#### PROPOSITION 11.

In a given circle to inscribe an equilateral and equiangular pentagon.

Let ABCDE be the given circle; thus it is required to inscribe in the circle ABCDE an equilateral and equiangular pentagon.

Let the isosceles triangle FGH be set out having each of the angles at G, H double of the angle at F; [IV. 10] let there be inscribed in the circle ABCDE the triangle ACD equiangular with the triangle FGH, so that the angle CAD is equal to the angle at F and the angles at G, H respectively equal to the angles ACD, CDA; [IV. 2] therefore each of the angles ACD, CDA is also double of the angle CAD.

Now let the angles ACD, CDA be bisected respectively by the straight lines CE, DB [I. 9], and let AB, BC, DE, EA be joined.

Then, since each of the angles ACD, CDA is double of the angle CAD, and they have been bisected by the straight lines CE, DB, therefore the five angles DAC, ACE, ECD, CDB, BDA are equal to one another.

But equal angles stand on equal circumferences; [III. 26] therefore the five circumferences AB, BC, CD, DE, EA are equal to one another.
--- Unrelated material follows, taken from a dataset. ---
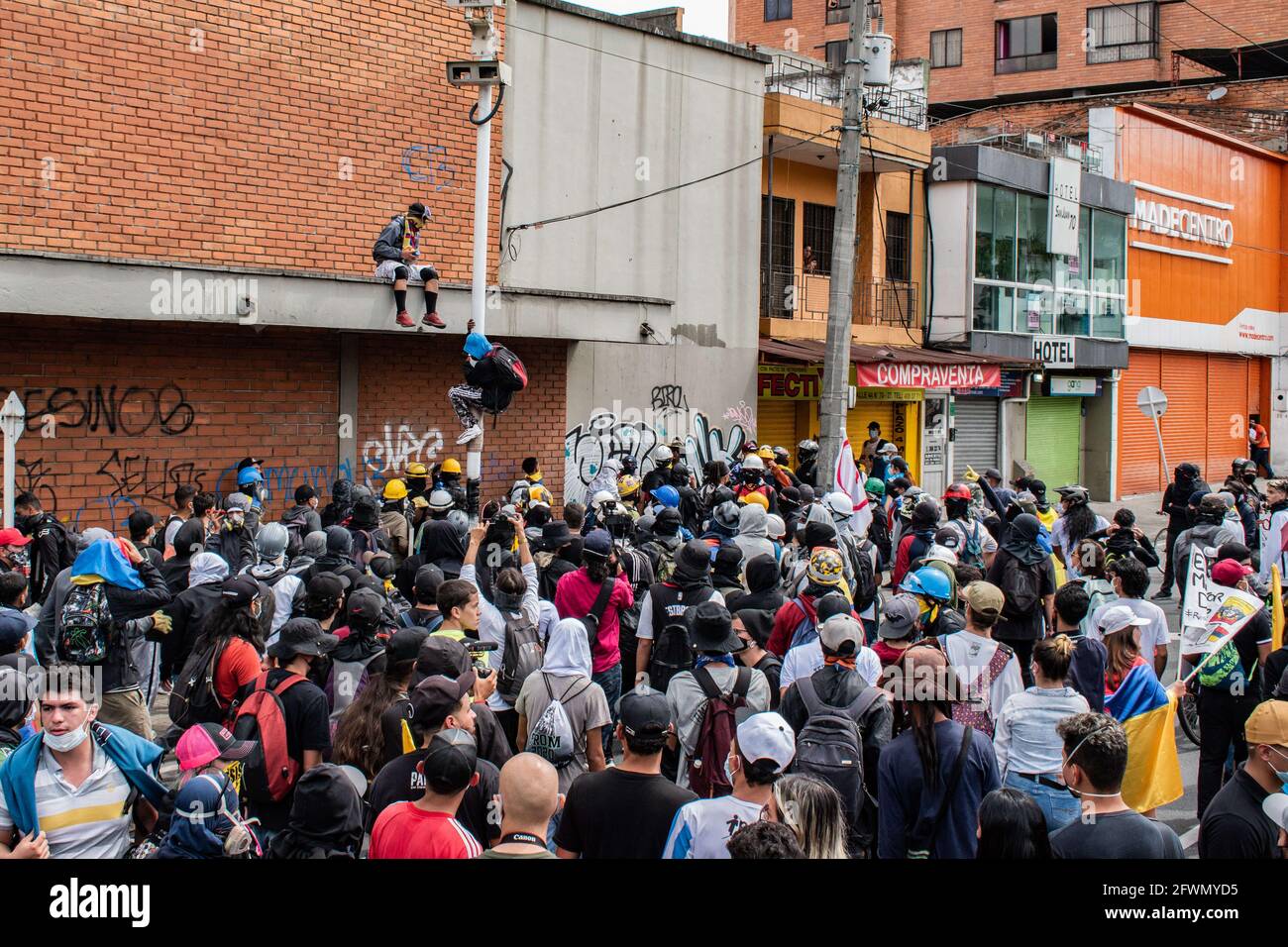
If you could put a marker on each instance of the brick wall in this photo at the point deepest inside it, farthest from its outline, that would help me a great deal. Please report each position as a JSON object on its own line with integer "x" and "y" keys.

But equal circumferences are subtended by equal straight lines; [III. 29] therefore the five straight lines AB, BC, CD, DE, EA are equal to one another;

therefore the pentagon ABCDE is equilateral.

I say next that it is also equiangular.

For, since the circumference AB is equal to the circumference DE, let BCD be added to each;

therefore the whole circumference ABCD is equal to the whole circumference EDCB.

And the angle AED stands on the circumference ABCD, and the angle BAE on the circumference EDCB;

therefore the angle BAE is also equal to the angle AED. [III. 27]

For the same reason each of the angles ABC, BCD, CDE is also equal to each of the angles BAE, AED;

therefore the pentagon ABCDE is equiangular.

But it was also proved equilateral;

therefore in the given circle an equilateral and equiangular pentagon has been inscribed. Q. E. F.